Herbal Medications : An Evidence-Based Review is organized by NetCE and will be held from Jul 01, 2016 - Jun 30, 2019.
The target audience for this medical event is primarily designed for physicians and nurses. However, considering the widespread availability and increased use of herbal medications, other healthcare professionals, including social workers and clinical therapists, will also benefit from this course.
NetCE designates this enduring material for a maximum of 10 AMA PRA Category 1 Credit(s)™. Physicians should claim only the credit commensurate with the extent of their participation in the activity. NetCE designates this continuing education activity for 10 ANCC contact hour(s). NetCE designates this continuing education activity for 5 pharmacotherapeutic/pharmacology contact hour(s). NetCE designates this continuing education activity for 12 hours for Alabama nurses.
Patients, and in some cases healthcare providers as well, are not fully aware of the health risks incurred by ingestion of herbal medications, either due to their potential adverse effects or pharmacologic interactions with other medications. This situation is further compounded by the fact that at least 60% of the patients taking herbal medications do not disclose this fact to their healthcare provider. This course provides the knowledge and tools required for clinicians to discuss natural health products with patients and other members of the healthcare team. It also discusses the need for physicians and nurses to actively inquire if the patient is taking herbal medications and take this information into account prior to prescribing new medications. A brief historical background and an overview of regulatory bodies responsible for overseeing herbal medications is provided. Relevant examples of widely used herbal compounds are presented. Clinically relevant information on commonly used herbal medications regarding therapeutic effectiveness, pharmacologic mechanism of action, adverse effects and drug interactions are reviewed based on scientific evidence.

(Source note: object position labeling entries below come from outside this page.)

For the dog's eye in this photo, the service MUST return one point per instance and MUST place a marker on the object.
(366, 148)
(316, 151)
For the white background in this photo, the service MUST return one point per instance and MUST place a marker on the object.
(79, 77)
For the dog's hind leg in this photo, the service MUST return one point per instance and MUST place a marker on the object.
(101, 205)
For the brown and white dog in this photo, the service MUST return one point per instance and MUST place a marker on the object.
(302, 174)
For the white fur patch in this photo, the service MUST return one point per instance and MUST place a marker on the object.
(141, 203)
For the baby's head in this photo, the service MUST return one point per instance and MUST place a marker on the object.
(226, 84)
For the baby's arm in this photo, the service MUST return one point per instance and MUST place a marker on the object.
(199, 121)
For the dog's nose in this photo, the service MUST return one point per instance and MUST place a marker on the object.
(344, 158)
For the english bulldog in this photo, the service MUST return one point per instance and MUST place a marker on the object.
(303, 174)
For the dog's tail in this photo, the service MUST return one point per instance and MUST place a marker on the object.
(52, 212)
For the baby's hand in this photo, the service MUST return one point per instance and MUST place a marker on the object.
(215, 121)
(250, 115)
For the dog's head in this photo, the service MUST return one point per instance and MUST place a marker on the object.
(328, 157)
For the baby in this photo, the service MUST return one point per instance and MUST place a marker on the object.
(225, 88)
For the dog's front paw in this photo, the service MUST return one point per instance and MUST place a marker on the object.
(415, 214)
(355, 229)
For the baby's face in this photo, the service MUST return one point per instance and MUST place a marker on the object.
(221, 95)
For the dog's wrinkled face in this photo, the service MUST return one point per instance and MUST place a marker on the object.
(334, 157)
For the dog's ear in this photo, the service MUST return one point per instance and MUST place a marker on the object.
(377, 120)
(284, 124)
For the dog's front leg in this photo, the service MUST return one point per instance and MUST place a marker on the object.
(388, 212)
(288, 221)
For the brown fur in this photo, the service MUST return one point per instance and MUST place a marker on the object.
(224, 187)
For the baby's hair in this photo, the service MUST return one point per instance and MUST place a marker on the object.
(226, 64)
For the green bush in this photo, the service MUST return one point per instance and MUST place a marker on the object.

Considering the pharmacologic interactions between herbal medications (HMs) and conventional medications, it is paramount to increase the awareness and knowledge of healthcare professionals about HMs. The purpose of this course is to increase healthcare professionals' awareness of the potential risks and benefits of HMs from an evidence-based perspective and promote the planned inclusion of HM use in patients' medical history. This course should allow healthcare professionals to discuss HMs in a knowledgeable and succinct manner with patients and colleagues.
Conference Objectives are :
Upon completion of this course, you should be able to:
• Discuss the prevalent current and historical use of HMs in North America.
• Explain the need to inquire about the use of HMs during preparation of a patient's medical history, including components of a culturally sensitive assessment.
• Discuss the pharmacology (i.e., pharmacokinetics, pharmacodynamics, drug interactions, adverse drug reactions, toxicology) of HMs.
• Describe the differences between the process of development and approval of HMs versus conventional medications, and the implications of health claims and therapeutic efficacy of HMs.
• Outline the merits and limitations associated with the application of contemporary scientific principles and methodologies (i.e., evidence-based medicine) to assess the efficacy and safety of HMs.
• Discuss, based on scientific and conventional medical principles, the pharmacologic properties, efficacy, safety, toxicology, therapeutic indications, and recommended dosages of saw palmetto and St. John's wort.
• Describe the potential risks and benefits of ginkgo.
• Identify key characteristics of ginseng.
• Discuss the use of echinacea and kava, including potential adverse effects.
• Review the use of garlic and valerian as HMs.
• Outline the potential medical uses of andrographis and English ivy leaf.
• Analyze the available evidence for the use of peppermint, ginger, soy, and chamomile.